Hi everyone,

Welcome back to my series of Machine Learning Algorithms Tutorials, this time we’ll be checking on K-Means, one of the most popular and powerful clustering algorithms in Machine Learning. In this article, I will explain what it is, how it works, and why it’s useful for finding patterns in data. We’ll obviously have our tutorial in Python as well!

I hope you enjoy reading this article as much as I enjoyed researching and writing it. With this series, I developed a fascination for Machine Learning and how it can help us solve complex problems and make better decisions. If you share this passion, then you are in the right place. Let’s dive in!

K-Means is one of the popular and simple clustering algorithms. It is an unsupervised learning technique that aims to partition a set of data points into a number of groups (called clusters) based on their similarity.

The basic idea of K-Means is to assign each data point to the cluster whose center (called centroid) is closest to it. The centroid of a cluster is the average of all the data points in that cluster. The algorithm iterates until the centroids stop changing or a maximum number of iterations is reached.

We need to know what the algorithm needs to work, in this case, K-means requires the following inputs:

  1. The number of clusters (k), where we specify the number of clusters we want the algorithm to group the data into.

  2. Data, that need to be clustered. Each data point should have a set of features or attributes that describe it.
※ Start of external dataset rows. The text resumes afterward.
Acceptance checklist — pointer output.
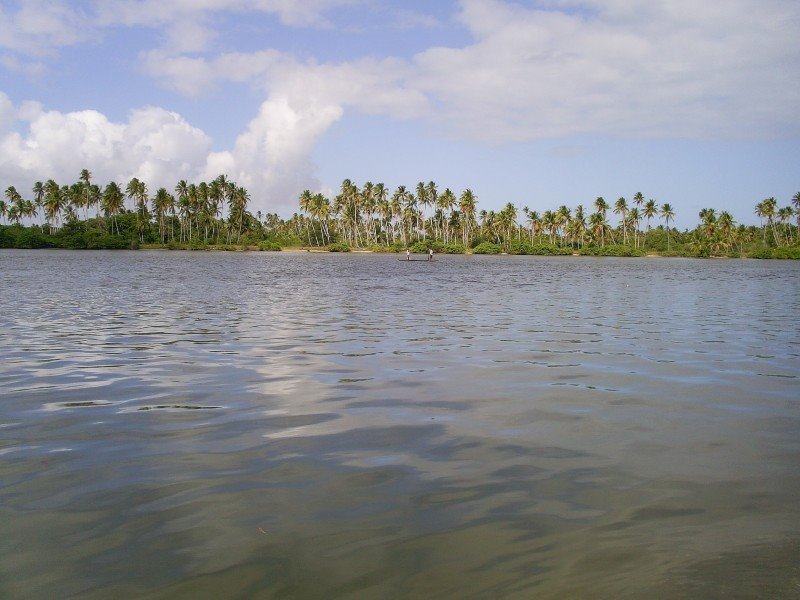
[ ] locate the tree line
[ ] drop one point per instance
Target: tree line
(215, 213)
(372, 215)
  3. Initial centroids for each cluster. These centroids can be randomly selected from the data points or manually specified.

Determining the optimal number of clusters (k) is an important step in using the k-means algorithm effectively. There are several methods that can be used to estimate the optimal value of k, including:

  • Elbow method, which involves plotting the sum of squared distances between each data point and its assigned centroid for different values of k. The value of k at which the rate of decrease in the sum of squared distances slows down and forms an elbow-like shape is considered the optimal number of clusters.

  • Silhouette method involves calculating the silhouette score for different values of k. The silhouette score measures how similar a data point is to its assigned cluster compared to other clusters. The value of k that maximizes the average silhouette score is considered the optimal number of clusters.

  • Gap statistic method, this technique involves comparing the within-cluster variation for different values of k to a null reference distribution. The value of k that maximizes the gap statistic is considered the optimal number of clusters.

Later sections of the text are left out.